Du reste, ces concours publics et pour ainsi dire officiels ne suffisaient pas à l'esprit grec, et la rivalité des artistes savait se donner une plus libre carrière. Il y avait souvent entre eux des provocations, des défis, de véritables duels, vous a dit M. Chardon, à coups de cauterium et de cestrum, à coups d'éponge et de pinceaux de crin.

M. Chardon a terminé son étude par quelques rappro

chements entre les expositions de la Grèce antique et les expositions modernes; il a recherché le caractère des unes et des autres; et s'il a penché pour les premières, c'est que les Grecs, en se pressant aux expositions, reconnaissaient que les artistes appartiennent à cette élite qui honore un peuple, le représente devant l'avenir, et voulaient leur donner avant tout non pas la fortune, mais la gloire; que les artistes grecs de leur côté ne descendaient pas au rang de marchands, et ne rivalisaient pas, comme il n'arrive que trop souvent de nos jours, à qui exposerait les objets les plus variés et les plus bizarres pour provoquer et pour satisfaire les fantaisies de la foule : ils s'efforçaient de l'élever jusqu'à eux, ils ne se dégradaient pas en descendant jusqu'à elle.

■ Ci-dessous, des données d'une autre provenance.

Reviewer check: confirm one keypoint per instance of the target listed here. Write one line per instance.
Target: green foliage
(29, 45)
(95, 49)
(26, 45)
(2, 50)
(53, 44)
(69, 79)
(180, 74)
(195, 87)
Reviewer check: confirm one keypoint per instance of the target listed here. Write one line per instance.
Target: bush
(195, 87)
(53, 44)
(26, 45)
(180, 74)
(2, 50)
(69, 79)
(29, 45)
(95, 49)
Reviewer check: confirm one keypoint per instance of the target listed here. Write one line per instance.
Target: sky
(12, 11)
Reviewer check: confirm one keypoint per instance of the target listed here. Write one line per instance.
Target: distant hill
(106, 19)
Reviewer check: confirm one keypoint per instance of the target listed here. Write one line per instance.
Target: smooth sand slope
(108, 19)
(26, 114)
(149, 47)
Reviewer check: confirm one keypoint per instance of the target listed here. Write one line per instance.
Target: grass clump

Ils méritaient qu'on leur appliquât ce que l'auteur de l'Epître aux Pisons a dit des poètes de leur nation :

C'est aux Grecs que la Muse a donné le génie,
Donné la voix sonore et la pleine harmonie;

Peuple heureux dont la gloire est l'unique souci.

La gloire! et non pas l'arithmétique comme chez les Romains. Et puisque M. Chardon nous a conduits dans Athènes, chez ce peuple qui par un heureux privilége a su réunir dans les arts et dans les lettres la grâce la plus exquise de la jeunesse et la robuste vigueur de la maturité, laissez-moi vous rappeler ce court passage du même poète, encore qu'il soit dans toutes les mémoires:

Aussitôt que la Grèce eut déposé les armes

Et d'un sort plus clément put savourer les charmes,

De sa prospérité s'enivrant volontiers,

Elle ne rêva plus qu'athlètes et coursiers ;

Puis de polir le bronze ou le marbre ou l'ivoire

Tour à tour lui parut le comble de la gloire;

Puis d'un vivant tableau les tons harmonieux
Captivèrent ensemble et son âme et ses yeux;
Puis des joueurs de flûte elle fit ses délices;
La tragédie enfin fut l'un de ses caprices.
Fantasque jeune fille aux instincts délicats
Dont la nourrice encor surveille les ébats,
Sa passion s'éteint sitôt qu'elle possède :
Haine, amour, un excès l'un à l'autre succède;
Et voilà chez les Grecs quel fruit ont rapporté
La paix et le bon vent de la prospérité.

L'acquisition faite l'année dernière au prix de deux cent mille francs, pour le compte de l'Etat, d'une fresque attribuée à Raphaël, a donné lieu à des critiques trèsvives et à des controverses prolongées non-seulement parmi les artistes, non-seulement dans la presse périodique, mais encore dans un bon nombre d'Académies et de sociétés savantes.

M. Fontaine vous a entretenus de cette controverse, mais lorsque l'acquisition était déjà consommée en vertu d'un vote législatif; et il vous a présenté les arguments invoqués par les partisans ou par les adversaires de l'acquisition, après quoi il a examiné les points suivants : 1° La fresque est-elle réellement du peintre d'Urbin? 2o Quel est son état de conservation? 3° L'acquisition à un prix très-élevé d'une œuvre inférieure à des œuvres du même maître que nous possédons était-elle d'une réelle utilité? 4° Enfin quelle peut en être la valeur effective?

Pour vous permettre d'asseoir un jugement dans une matière des plus délicates, M. Fontaine a cru devoir vous rappeler les divers procédés employés dans les temps anciens pour l'exécution des peintures décoratives détrempe, cire, encaustique, fresque, et vous a montré les avantages et les inconvénients de chacun.